I am by no means denigrating Java. Yes it was a pain to learn (from a self-taught programmer's perspective who's given 2 weeks to learn the language and de-fuck-up the Javaissimo's shite HTML generating code), yes it was unsuited to the project, but ultimately the decision was made by the gulliable management (ok, no, I can't spell gulliable).
Furthermore, we ended up using a hugely complex XML-based configuration interface which (*after* hiring the 2 Java gurus) it was decided would be needed to configure this fairly ordinary system.
It was a chicken and egg situation. Once the Java guys were hired for the GUI, everything had to be centered around Java's requirements and abilities.
In a parallel universe the GUI could have had it's back-end written in bash shell script and been just as compatible, functional, and probably faster. And written, leveraging the combined *nix experience of the devel team, in a week or two.
Considering Java's requirements were approximately twice what our core application's were, this was distressing to anyone involved that had a sense of design or any pride in the quality of the product they were producing.
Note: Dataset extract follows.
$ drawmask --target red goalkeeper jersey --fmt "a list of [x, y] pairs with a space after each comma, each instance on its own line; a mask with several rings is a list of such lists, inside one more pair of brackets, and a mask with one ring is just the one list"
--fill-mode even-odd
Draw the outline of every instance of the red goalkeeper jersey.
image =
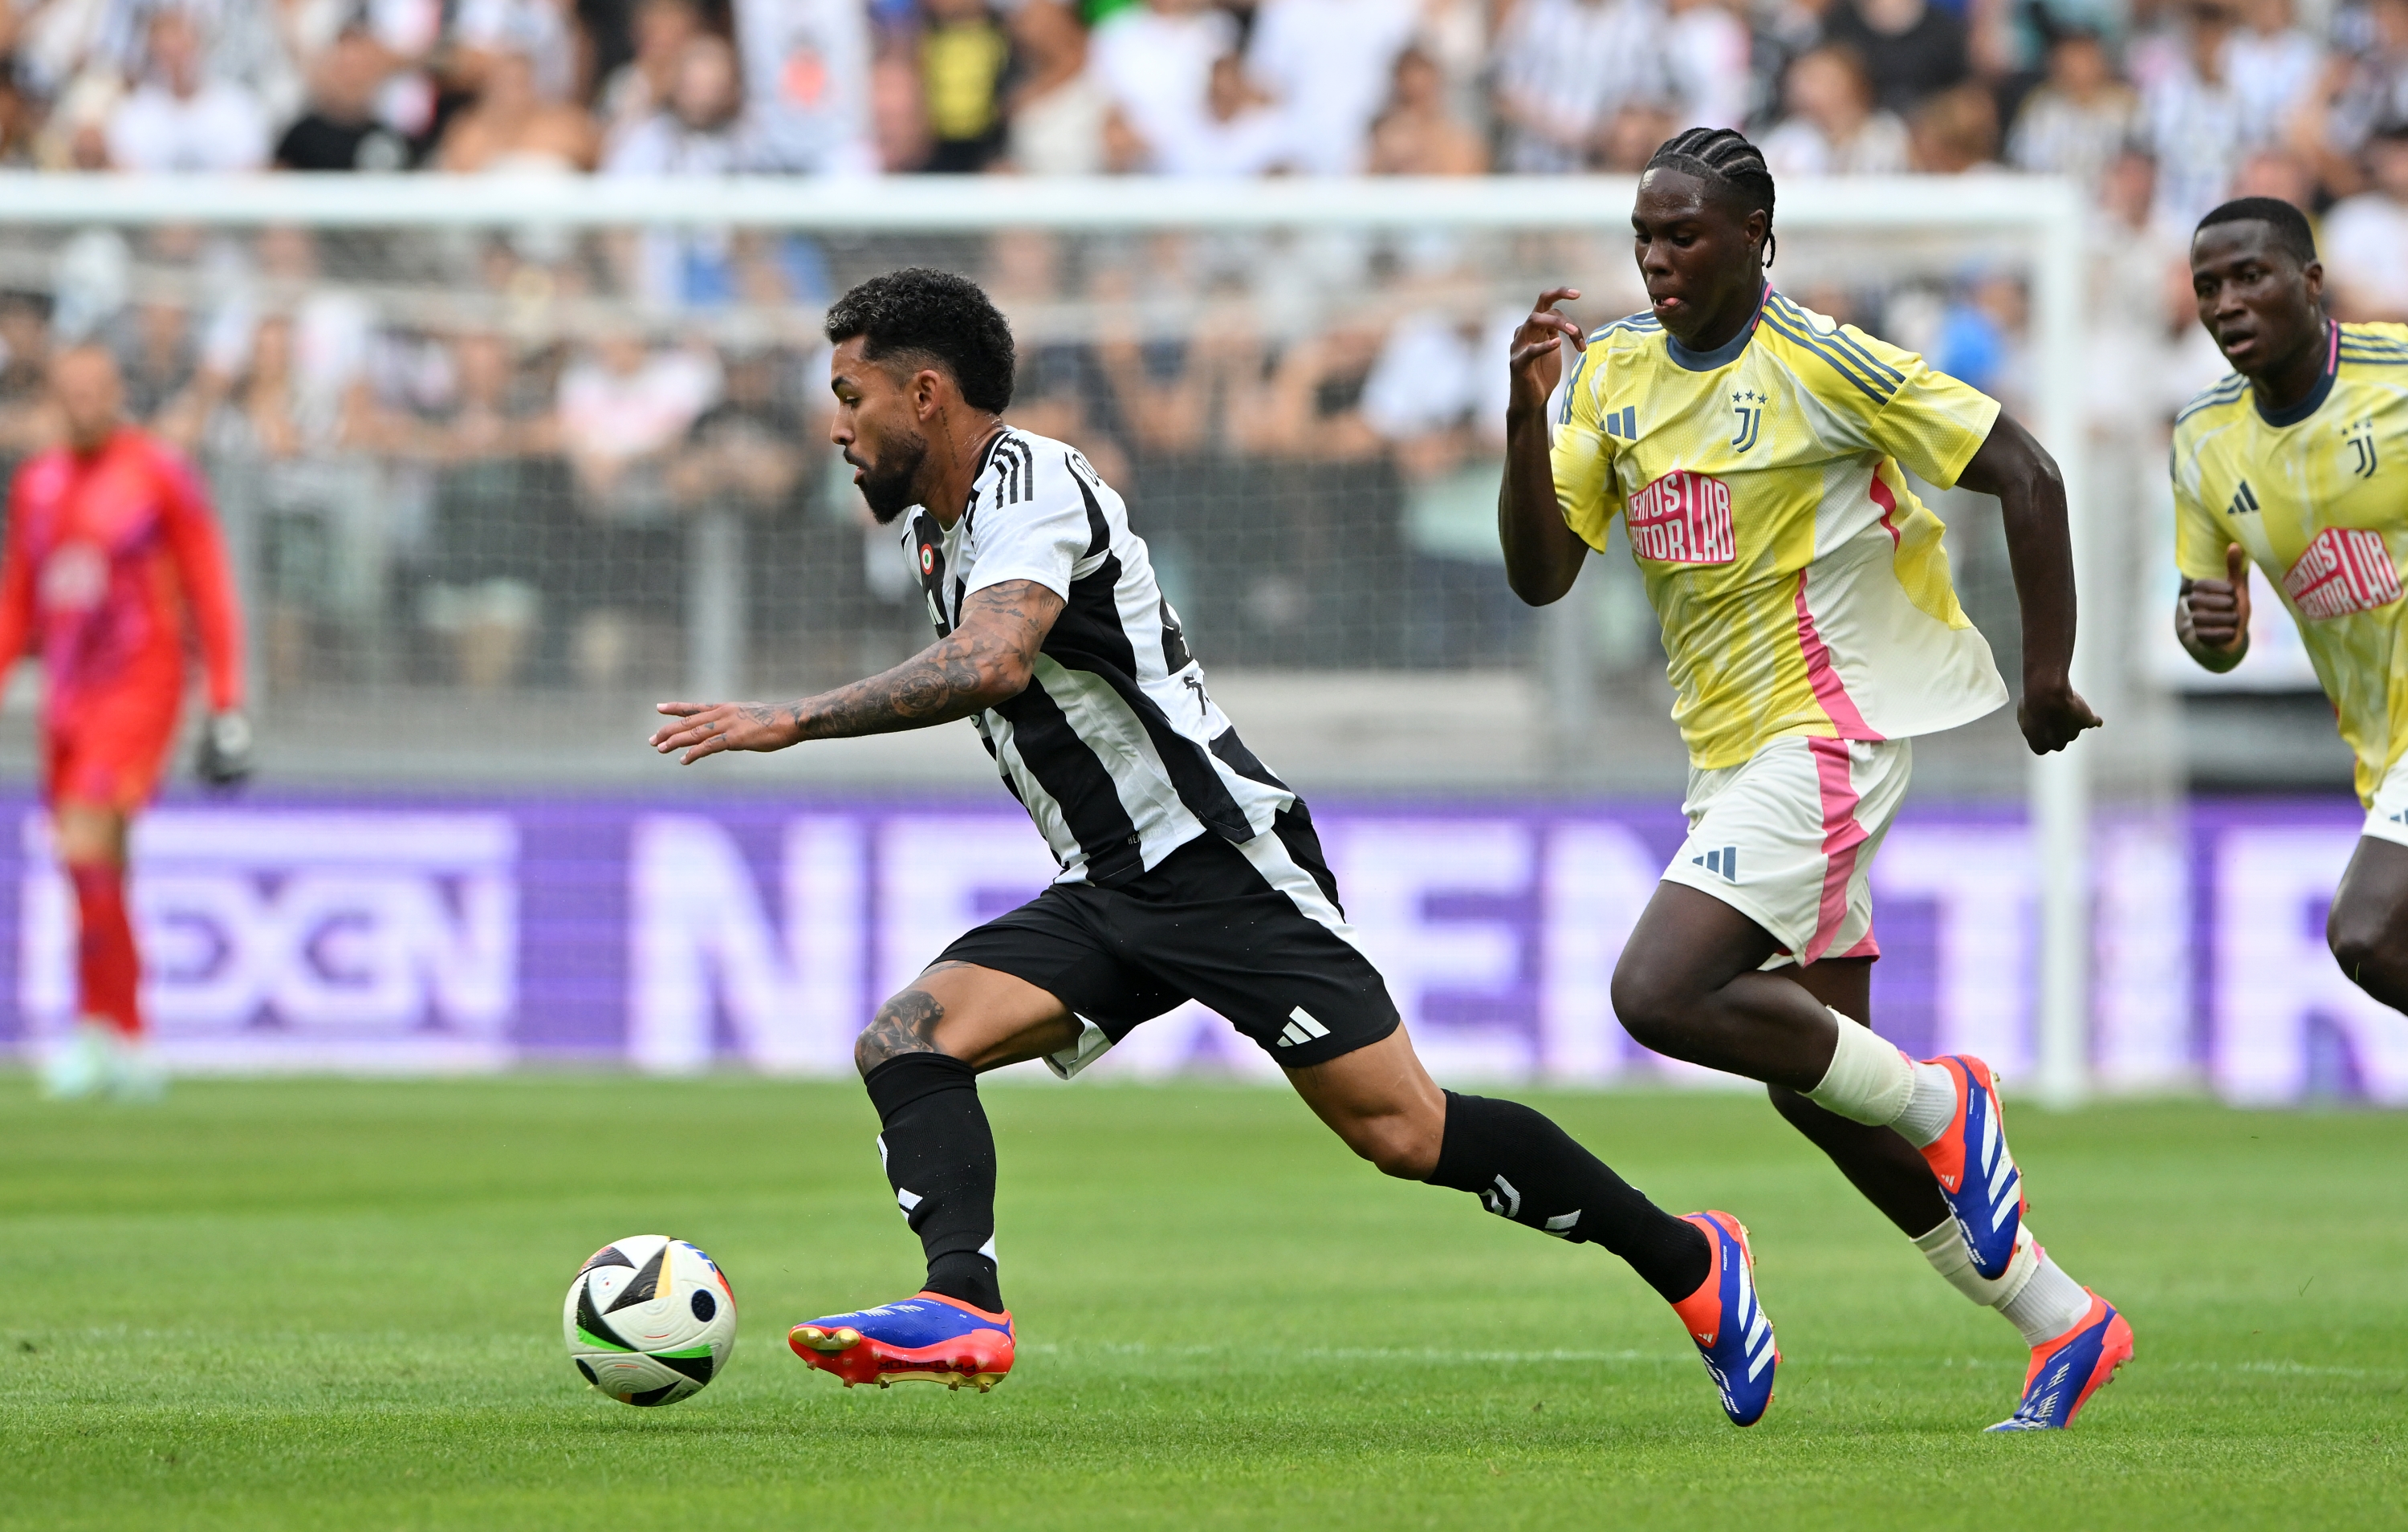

It needs to be understood what Java is and isn't good for. That seems to me to be the key to making good technology decisions, and
Anyway, I've enjoyed both the +1 posts on this, and it has been a heads-up, but I'll stick to my original pricipals of KISS, and say that unless one actually *needs* to leverage some specific Java capability, it's overhead outweighs it's benefits for web apps.
Cheers, folks.
You know they call 'em fingers but I've never seen 'em fing. Oh, there they go.